Там я провел года три; уехал, вернулся, еще три года отбыл. Потом возвратился в Л.-А. и работал на Алварадо-стрит, по всем барам на ней. Встречался с дамами – если их там можно назвать.
Это нечто вроде смеси двух районов, Л.-А. и Филадельфии, слитых вместе. Может, и жульничество, но это же по-любому выдумка все, верно? Должно быть, год 1946-й.
Похоже, старые добрые бары с хорошими подонками исчезают. В те дни Алварадо-стрит еще была белой. И можно было просто занырнуть туда, и тебя вышвырнут из одного бара, а ты пройдешь десять шагов и можно заруливать в другой бар.
Я ходил в бары с сухостойными людьми и совершенно сухостойным ощущеньем. Одну порцию выпьешь – и хочется поскорее убраться оттуда к черту. Но тот бар был живой дырой в небе.
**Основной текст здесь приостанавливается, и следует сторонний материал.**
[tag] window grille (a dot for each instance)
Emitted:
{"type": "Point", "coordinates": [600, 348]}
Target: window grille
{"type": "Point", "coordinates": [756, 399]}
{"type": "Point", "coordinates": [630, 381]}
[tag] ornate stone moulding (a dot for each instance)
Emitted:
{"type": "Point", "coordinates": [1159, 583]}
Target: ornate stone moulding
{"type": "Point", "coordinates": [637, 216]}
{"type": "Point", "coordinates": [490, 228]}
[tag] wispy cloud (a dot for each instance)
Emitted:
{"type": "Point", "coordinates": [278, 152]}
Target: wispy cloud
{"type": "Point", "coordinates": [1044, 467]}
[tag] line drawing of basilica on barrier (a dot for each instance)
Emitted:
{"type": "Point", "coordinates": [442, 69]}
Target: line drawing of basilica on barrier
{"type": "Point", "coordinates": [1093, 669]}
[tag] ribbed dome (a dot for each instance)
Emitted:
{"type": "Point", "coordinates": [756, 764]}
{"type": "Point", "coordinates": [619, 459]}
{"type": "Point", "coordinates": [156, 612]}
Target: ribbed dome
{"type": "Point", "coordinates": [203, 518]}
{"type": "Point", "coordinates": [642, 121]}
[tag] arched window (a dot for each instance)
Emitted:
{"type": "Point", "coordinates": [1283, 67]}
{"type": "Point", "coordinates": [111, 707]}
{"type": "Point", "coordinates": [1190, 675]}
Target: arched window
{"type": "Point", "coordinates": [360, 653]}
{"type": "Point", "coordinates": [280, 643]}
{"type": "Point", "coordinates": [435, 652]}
В первый же день, как только зашел, меня зацепило. Я только приехал в город. Выбрался из своей комнаты – времени было около двух часов дня. Вхожу и говорю: «Дайте мне бутылку пива». – Взял ее, а по воздуху мимо моей головы пролетает бутылка. Парень рядом со мной повернулся и говорит: «Эй, сукин ты сын, еще раз так сделаешь, так я тебе все башку, к черту, отпинаю. – Тут еще одна бутылка пролетела. – Я же тебе сказал, сукин сын». – И тут такааааая драка завертелась. Все вышли на зады.
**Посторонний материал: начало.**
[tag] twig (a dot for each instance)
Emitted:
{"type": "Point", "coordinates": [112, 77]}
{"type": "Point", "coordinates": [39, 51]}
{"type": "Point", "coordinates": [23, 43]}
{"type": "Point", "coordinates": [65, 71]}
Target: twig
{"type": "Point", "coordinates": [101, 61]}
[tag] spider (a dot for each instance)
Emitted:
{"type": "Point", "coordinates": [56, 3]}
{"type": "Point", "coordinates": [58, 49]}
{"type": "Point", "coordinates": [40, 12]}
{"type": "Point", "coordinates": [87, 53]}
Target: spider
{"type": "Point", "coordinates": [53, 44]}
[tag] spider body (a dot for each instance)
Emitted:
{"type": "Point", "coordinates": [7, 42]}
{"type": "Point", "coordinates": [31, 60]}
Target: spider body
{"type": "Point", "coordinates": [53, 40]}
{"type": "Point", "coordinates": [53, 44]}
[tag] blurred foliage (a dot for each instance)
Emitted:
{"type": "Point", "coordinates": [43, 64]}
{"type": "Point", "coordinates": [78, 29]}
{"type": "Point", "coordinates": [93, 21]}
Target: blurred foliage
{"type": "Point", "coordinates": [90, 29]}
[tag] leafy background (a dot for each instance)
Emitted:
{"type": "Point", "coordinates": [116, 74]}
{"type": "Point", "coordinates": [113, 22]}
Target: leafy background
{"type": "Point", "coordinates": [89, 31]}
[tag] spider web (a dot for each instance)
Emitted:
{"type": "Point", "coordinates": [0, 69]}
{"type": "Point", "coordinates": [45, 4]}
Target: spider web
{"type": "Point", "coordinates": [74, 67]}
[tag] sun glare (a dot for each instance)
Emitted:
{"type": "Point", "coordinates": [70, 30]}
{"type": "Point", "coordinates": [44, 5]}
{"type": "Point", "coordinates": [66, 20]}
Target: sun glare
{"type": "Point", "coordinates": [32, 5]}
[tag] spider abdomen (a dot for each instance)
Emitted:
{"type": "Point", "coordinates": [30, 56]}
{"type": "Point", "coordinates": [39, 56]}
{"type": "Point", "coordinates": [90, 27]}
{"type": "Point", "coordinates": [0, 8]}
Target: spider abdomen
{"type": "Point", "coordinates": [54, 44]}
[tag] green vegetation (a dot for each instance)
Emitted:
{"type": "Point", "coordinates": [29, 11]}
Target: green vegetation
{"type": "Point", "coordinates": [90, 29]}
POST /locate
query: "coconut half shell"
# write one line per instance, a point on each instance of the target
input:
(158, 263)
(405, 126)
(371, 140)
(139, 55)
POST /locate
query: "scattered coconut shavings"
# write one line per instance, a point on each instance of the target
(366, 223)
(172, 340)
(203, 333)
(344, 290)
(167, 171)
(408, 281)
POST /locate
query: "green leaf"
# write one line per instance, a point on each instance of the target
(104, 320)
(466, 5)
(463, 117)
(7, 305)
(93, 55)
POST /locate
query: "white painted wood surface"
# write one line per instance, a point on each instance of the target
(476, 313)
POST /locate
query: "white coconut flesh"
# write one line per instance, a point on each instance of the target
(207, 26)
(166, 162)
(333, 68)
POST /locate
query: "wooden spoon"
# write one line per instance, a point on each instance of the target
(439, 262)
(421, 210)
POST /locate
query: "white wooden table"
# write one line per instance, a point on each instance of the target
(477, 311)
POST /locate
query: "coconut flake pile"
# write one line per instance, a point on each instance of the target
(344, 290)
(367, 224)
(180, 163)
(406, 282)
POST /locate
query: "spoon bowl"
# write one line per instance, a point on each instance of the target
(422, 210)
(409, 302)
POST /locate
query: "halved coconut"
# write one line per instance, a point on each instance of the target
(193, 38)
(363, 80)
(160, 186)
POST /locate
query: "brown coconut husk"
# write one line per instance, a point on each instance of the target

Я говорю: «Боже, какое веселое миленькое местечко. Я тут останусь». – И стал дожидаться повторения того первого миленького денька. Три года ждал, а его так и не случилось.
Наконец я уехал. Сказал: «Того первого дня ни за что больше не повторится». – Меня засосало. То было сразу после того, как закончилась война.